The new exhibit of documentary photographs taken by activist photographer Bob Fitch will have its opening reception on Tuesday, Sept. 30. Entitled “Movements for Change,” the exhibit is located in Green Library’s Bing Wing rotunda.
The opening event will feature a conversation among Fitch and veteran activists of the 1960s and 1970s. Stanford history professor James Campbell ’83 Ph.D. ’89 will moderate the discussion.
Bob Fitch, who now lives in Watsonville, California, began working as an activist photographer in the mid-1960s and has since documented key moments and individuals involved in civil rights activism, farm worker organizations and peace movements. His work has featured major figures such as Dr. Martin Luther King, Jr., Cesar Chavez and Dorothy Day.

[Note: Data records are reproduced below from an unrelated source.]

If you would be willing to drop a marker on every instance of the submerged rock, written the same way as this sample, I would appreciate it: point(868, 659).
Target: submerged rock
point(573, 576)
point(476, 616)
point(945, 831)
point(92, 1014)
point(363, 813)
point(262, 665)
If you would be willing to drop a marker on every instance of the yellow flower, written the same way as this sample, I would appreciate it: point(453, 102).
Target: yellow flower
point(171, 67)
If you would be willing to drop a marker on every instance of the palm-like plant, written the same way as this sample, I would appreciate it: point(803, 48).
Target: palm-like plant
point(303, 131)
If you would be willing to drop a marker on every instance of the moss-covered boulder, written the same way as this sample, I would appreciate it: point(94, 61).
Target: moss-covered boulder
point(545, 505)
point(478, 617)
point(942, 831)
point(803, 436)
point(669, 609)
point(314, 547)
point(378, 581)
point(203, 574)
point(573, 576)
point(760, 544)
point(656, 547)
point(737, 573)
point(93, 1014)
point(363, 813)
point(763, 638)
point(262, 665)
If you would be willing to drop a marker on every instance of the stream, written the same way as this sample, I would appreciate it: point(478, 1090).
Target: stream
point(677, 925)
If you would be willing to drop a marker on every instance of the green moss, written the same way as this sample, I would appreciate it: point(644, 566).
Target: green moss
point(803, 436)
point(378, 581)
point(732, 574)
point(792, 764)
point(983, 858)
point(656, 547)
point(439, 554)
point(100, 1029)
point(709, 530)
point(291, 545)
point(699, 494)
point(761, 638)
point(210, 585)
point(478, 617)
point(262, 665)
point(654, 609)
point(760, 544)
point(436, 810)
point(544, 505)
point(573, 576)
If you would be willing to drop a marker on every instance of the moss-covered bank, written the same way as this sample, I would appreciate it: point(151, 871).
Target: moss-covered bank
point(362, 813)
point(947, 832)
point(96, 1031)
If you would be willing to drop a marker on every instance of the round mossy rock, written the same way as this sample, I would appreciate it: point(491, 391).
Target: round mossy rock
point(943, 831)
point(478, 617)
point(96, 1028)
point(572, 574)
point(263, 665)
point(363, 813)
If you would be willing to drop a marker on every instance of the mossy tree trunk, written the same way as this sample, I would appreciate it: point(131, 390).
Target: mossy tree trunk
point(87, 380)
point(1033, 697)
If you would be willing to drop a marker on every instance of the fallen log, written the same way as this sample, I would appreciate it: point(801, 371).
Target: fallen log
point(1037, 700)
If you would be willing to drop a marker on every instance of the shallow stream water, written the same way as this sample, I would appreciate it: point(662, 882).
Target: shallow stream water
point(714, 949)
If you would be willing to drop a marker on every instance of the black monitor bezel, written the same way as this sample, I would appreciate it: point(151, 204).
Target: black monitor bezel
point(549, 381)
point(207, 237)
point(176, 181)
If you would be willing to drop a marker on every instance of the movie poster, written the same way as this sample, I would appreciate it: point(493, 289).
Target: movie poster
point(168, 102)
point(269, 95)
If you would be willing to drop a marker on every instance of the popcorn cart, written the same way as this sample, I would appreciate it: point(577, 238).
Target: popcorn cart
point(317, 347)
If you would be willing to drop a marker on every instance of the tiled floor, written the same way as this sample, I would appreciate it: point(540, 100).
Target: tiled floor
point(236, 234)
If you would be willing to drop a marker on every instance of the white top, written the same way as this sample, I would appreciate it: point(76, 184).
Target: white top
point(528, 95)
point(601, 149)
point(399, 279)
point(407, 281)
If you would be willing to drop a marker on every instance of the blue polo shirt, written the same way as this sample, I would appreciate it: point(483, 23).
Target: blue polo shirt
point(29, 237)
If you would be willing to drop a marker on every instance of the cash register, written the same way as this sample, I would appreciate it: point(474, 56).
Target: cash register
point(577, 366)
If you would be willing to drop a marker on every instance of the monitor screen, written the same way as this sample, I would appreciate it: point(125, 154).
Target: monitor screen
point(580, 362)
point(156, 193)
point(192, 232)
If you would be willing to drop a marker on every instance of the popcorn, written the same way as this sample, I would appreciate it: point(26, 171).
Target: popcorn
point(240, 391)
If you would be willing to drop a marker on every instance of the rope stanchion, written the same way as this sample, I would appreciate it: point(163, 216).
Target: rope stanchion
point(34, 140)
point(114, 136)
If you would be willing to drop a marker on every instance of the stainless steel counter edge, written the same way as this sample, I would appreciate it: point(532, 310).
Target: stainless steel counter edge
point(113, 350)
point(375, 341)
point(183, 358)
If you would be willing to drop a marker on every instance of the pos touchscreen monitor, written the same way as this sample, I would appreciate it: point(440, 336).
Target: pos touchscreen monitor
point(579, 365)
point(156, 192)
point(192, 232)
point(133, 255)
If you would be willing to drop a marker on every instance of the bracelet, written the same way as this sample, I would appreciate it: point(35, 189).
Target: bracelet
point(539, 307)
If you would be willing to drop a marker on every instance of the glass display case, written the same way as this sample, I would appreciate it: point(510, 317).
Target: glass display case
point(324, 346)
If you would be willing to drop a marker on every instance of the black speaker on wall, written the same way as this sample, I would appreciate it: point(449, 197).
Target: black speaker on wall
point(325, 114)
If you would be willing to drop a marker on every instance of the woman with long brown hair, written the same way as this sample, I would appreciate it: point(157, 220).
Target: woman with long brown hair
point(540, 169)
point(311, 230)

Seventy black and white images are displayed in the exhibit, which was prepared by curators Benjamin Stone, Green Library’s subject specialist for American and British history, and Robert Trujillo, department head of Special Collections & University Archives.
Stanford University Libraries (SUL) has also acquired more than 200,000 of Fitch’s images – in film and digital form – that were taken between 1965 and the present. The pictures will comprise a photography archive that will accompany the exhibit.
In addition, SUL plans to digitally process approximately 10,000 images from the collection to make them available on SUL’s online catalog SearchWorks, where individuals and non-profit groups will be able to view and download the images free of cost.